Spectacle d’ombres, par Clifford D. SIMAK, est une intéressante nouvelle, en cela qu'elle préfigure par son thème (s'en remettre à une machine qui se nourrit de la vie pour en créer un   ersatz) une autre nouvelle : "Au temps de poupée Pat" de Philip K. Dick (1963), qui servira à son tour de creuset originel à son célèbre "Dieu venu du Centaure" (1965).

Regagner sa jeunesse pour la perdre dix fois plus vite qu'avant, voilà un marché faustien qui parait des plus classiques dans La beauté du Diable du belge Bernard MANIER.

Kalato, par Edward LEE, est, comme annoncé dans l'introduction, une très belle nouvelle qui aurait pu faire partie des "Chroniques martiennes" de Bradbury. Une course de dupe mue par l'activité humaine.

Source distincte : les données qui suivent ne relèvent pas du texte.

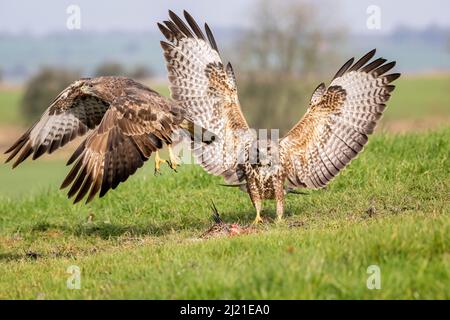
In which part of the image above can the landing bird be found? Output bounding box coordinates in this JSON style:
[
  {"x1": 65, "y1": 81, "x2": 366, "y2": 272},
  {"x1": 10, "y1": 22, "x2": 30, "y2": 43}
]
[
  {"x1": 6, "y1": 77, "x2": 213, "y2": 203},
  {"x1": 158, "y1": 11, "x2": 400, "y2": 223}
]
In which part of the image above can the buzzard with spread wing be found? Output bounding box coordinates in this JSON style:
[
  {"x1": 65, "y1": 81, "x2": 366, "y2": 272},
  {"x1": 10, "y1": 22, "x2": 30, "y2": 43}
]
[
  {"x1": 6, "y1": 77, "x2": 211, "y2": 203},
  {"x1": 158, "y1": 11, "x2": 400, "y2": 223}
]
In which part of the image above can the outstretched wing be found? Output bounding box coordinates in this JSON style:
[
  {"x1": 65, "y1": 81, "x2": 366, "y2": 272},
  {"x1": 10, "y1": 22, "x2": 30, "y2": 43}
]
[
  {"x1": 5, "y1": 79, "x2": 109, "y2": 168},
  {"x1": 61, "y1": 92, "x2": 183, "y2": 203},
  {"x1": 280, "y1": 50, "x2": 400, "y2": 188},
  {"x1": 158, "y1": 11, "x2": 253, "y2": 181}
]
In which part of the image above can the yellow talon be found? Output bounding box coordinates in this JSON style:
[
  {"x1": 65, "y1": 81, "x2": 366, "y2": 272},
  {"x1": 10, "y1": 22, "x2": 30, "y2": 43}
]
[
  {"x1": 167, "y1": 145, "x2": 179, "y2": 172},
  {"x1": 155, "y1": 151, "x2": 167, "y2": 176},
  {"x1": 252, "y1": 213, "x2": 263, "y2": 225}
]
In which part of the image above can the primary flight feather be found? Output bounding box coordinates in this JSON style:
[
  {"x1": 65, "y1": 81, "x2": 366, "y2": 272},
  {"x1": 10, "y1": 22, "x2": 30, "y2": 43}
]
[
  {"x1": 158, "y1": 11, "x2": 400, "y2": 223},
  {"x1": 6, "y1": 77, "x2": 213, "y2": 202}
]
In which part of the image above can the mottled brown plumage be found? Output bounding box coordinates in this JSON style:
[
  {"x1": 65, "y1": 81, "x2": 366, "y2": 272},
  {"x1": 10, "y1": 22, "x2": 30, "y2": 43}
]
[
  {"x1": 158, "y1": 11, "x2": 400, "y2": 222},
  {"x1": 6, "y1": 77, "x2": 197, "y2": 202}
]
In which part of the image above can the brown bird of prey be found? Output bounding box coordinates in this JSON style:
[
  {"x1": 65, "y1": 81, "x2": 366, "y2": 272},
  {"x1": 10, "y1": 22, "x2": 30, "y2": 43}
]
[
  {"x1": 6, "y1": 77, "x2": 209, "y2": 203},
  {"x1": 158, "y1": 11, "x2": 400, "y2": 223}
]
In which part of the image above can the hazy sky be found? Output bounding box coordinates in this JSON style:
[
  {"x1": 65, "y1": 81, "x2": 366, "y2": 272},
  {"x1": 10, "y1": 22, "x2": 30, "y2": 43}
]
[{"x1": 0, "y1": 0, "x2": 450, "y2": 34}]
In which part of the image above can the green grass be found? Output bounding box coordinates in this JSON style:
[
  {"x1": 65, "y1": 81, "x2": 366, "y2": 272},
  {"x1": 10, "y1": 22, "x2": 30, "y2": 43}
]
[
  {"x1": 384, "y1": 75, "x2": 450, "y2": 121},
  {"x1": 0, "y1": 128, "x2": 450, "y2": 299}
]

L'intrigue bien menée de la nouvelle Gammes à tous les étages, par William MORRISON, et son humour toujours un peu sardonique, renvoie à la guerre éternelle qu'est la guerre économique ; l'adversaire est démasqué mais laissé libre d'agir…

L’homme voilé, par le "mort-trop-jeune" Marcel SCHWOB, est un court cauchemar, où la mise en place des éléments fantastiques, et leur "acceptabilité", est habile.  Mais Schwob ne laisse aucun choix à son protagoniste, nul marché, sinon peut-être celui passé avec le lecteur, et la fascination qu'exerceraient sur ce dernier le mal et la mort.

*

En guise d'extrait de ce numéro, une petite note, d'un temps où les départements "Recherches et développements" n'étaient pas encore dénommés ainsi :

"Le premier laboratoire d’anticipation.

Il est parfois nécessaire de laisser vieillir une découverte pendant plusieurs années, sinon plusieurs dizaines d’années, avant de pouvoir en tirer la pleine utilisation. Partant de ce principe, les Américains viennent d’installer un « bureau d’anticipation », destiné à prévoir quelles seront les inventions rentables d’ici dix, vingt-cinq ou même cinquante ans. Des savants, choisis parmi les plus qualifiés dans toutes les branches, se basent sur les données actuelles et le rythme probable des innovations pour imaginer ce que pourront être, dans x années, un carburateur d’auto, par exemple, ou une fibre textile, ou encore les aliments synthétiques en vue dans l’avenir, etc. Nous avons là un nouveau mode d’anticipation « dans la vie » : l’anticipation scientifico-industrielle. Les démarches en sont complexes, mais, a priori, les résultats doivent atteindre à une grande part de probabilités."